If you have to replace your dishwasher drain pump, you can expect to pay an average of $150 to $350. The exact price you’ll pay depends on your dishwasher’s brand and model. The pumps for some high-end models can cost as much as $600.
Can A Dishwasher Pump Get Clogged?
Yes, a dishwasher drain pump can suffer from clogs. That will happen when too many food bits and foreign objects make their way past the filter and find their way directly into the drain pump. When those objects fail to pass through the pump, they’ll instead cause a clog and prevent the pump from working.
Why Do Dishwasher Drain Pumps Fail?
Dishwasher pumps can fail mechanically and electrically. Mechanically, foreign objects and food bits can jam the pump’s impeller and prevent it from turning. Electrically, the pump could suffer from faults like short circuits and power surges that damage it from the inside.
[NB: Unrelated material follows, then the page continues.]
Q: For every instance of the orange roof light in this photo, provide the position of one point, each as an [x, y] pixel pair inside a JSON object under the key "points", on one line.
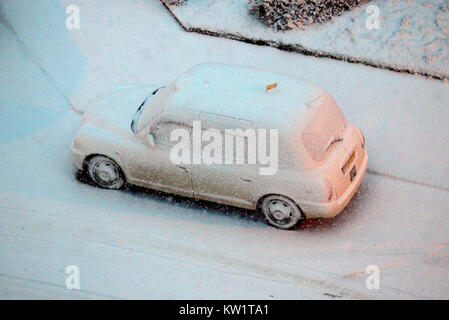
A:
{"points": [[271, 86]]}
How Long Do Dishwasher Pumps Last?
Dishwashers and their parts (including the drain pump) can last an average of 10 years. However, you can lengthen that lifespan by ensuring that your dishwasher is well-maintained and cleaned.
What Does A Bad Dishwasher Drain Pump Sound Like?
A bad dishwasher drain pump will create a low humming noise if its impeller fails to turn or a loud squealing noise if its bearings are worn-out. But, of course, a drain pump that fails ultimately will not make any noise, even when it should be running.